Thread Tools Search this Thread
Top Forums Shell Programming and Scripting Avoiding external utilities
# 1  
Old 01-07-2018
Avoiding external utilities

under past circumstances, id be fine running commands like this:

Code:
case 1:

printf '%s\n' "${MASSIVETEXT}" | egrep "i am on the first line"

case 2:

vprintf '%s\n' "${MASSIVETEXT}" | egrep -v "i am on the first line"

This works fine. Bit it calls external utility "egrep" and "printf". Yes, printf is actually a utility. i thought it was a function.

nevertheless, here's what im trying to do to help me avoid external commands:

Code:
MASSIVETEXT="i am on the first line
i am on the second line
I am on the third line"

mea="i am on the first line"
meb="i am on the second line"

case "${MASSIVETEXT}" in
*${mea}*)
        echo "${MASSIVETEXT}"
        break
;;
*${meb}*)
        echo "${MASSIVETEXT}"
        break
;;
esac

The problem here is, when the strings in variable "mea" and "meb" are found, the code outputs everything in the $MASSIVETEXT variable.

I only want it to output the line containing the strings in either "mea" or "meb" variable.
# 2  
Old 01-07-2018
Quote:
Originally Posted by SkySmart
nevertheless, here's what im trying to do to help me avoid external commands:
It is a good idea to avoid external utilities when possible, but that doesn't mean you should never use them.

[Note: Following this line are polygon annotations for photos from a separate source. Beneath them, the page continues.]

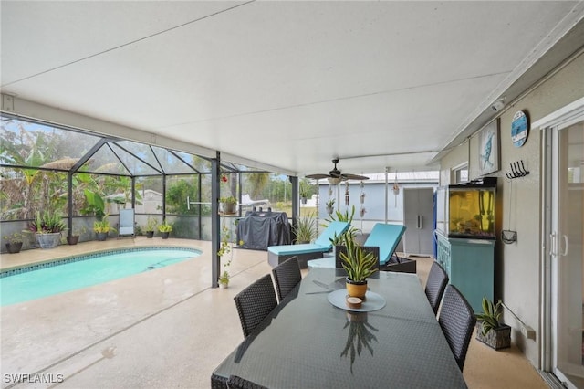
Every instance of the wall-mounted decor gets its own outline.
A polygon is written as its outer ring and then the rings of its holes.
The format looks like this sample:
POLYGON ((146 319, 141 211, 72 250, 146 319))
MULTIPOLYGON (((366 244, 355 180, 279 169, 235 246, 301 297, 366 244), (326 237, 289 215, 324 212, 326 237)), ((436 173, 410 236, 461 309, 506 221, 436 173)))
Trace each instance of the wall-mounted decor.
POLYGON ((499 118, 485 126, 478 134, 480 175, 499 170, 499 118))
POLYGON ((527 122, 527 116, 523 110, 517 110, 513 115, 513 121, 511 122, 511 142, 515 147, 521 147, 527 140, 527 134, 529 133, 529 123, 527 122))

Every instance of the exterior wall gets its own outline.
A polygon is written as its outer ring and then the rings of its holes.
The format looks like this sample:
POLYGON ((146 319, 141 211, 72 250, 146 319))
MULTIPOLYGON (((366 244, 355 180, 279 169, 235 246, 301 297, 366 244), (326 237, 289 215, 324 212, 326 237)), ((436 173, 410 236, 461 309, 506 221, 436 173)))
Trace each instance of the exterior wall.
MULTIPOLYGON (((584 96, 584 55, 580 55, 549 79, 539 85, 500 115, 500 170, 498 177, 497 237, 502 229, 517 231, 517 241, 495 246, 495 296, 526 324, 536 330, 536 341, 527 340, 519 323, 506 310, 505 321, 514 328, 513 342, 537 367, 540 365, 541 317, 541 134, 529 131, 523 147, 511 142, 511 121, 517 110, 524 110, 532 123, 584 96), (529 175, 509 180, 510 163, 523 160, 529 175)), ((476 134, 475 134, 476 135, 476 134)), ((478 176, 478 137, 454 149, 441 161, 441 184, 450 181, 450 170, 468 156, 469 178, 478 176)))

In fact they are quite good at what they are supposed to do and as long as you do not misuse them you are perfectly entitled to used them in your code.

In your case, where you search for a fixed string, you do not need egrepat all. egrep uses a very mighty (and therefore resource-intensive) regex machine, but to search for a fixed string you don't need that. Use fgrep ("fast grep"), which does the same as egrep but with a very limited (and hence resource-saving) regexp machine.

What you want to do cannot be done in shell. Actually it can be done, but not economically. It would look similar to this:

Code:
echo ${LongText} | while read line ; do
     case line in
          *RegexpA*)
               echo $line
               ;;

          *RegexpB*)
               echo $line
               ;;

     esac
done

I expect that to work slower than using (any) grep, though. echo, btw., is a shell builtin, if you use bash.

I hope this helps.

bakunin
This User Gave Thanks to bakunin For This Post:
# 3  
Old 01-08-2018
Well, first to the usage of fgrep: I don't think you will notice any time different to egrep. The main advantage of fgrep is not speed, but convenience: With fgrep, you don't have to escape characters which have a special meaning inside a regexp.

Also, note that egrep and fgrep are obsolete; the recommended form is
Code:
grep -E

and
Code:
grep -F

. Of course, especially when typing from the command line, fgrep is faster to type than grep -F.

Not to the problem at hand: While I don't see how you can avoid an external utility (unless you write your own shell version of grep, which is possible, but not necessarily faster when it comes to large input), you can - if you are using bash or zsh - at least get rid of the pipe:

Code:
grep -F  'i am on the first line'  <<<$MASSIVETEXT

# 4  
Old 01-08-2018
Hi SkySmart,
To avoid using any external utilities with most shells written since 1985 (including bash and ksh), I would use something more like:
Code:
#!/bin/ksh
MASSIVETEXT="i am on the first line
i am on the second line
I am on the third line"

mea="i am on the first line"
meb="i am on the second line"

found=

printf '%s\n' "$MASSIVETEXT" | while read -r line
do
	case "$line" in
	(*$mea*)
		echo "$line"
		exit;;
	(*$meb*)
		found="$line";;
	esac
done
[ -n "$found" ] && printf '%s\n' "$found"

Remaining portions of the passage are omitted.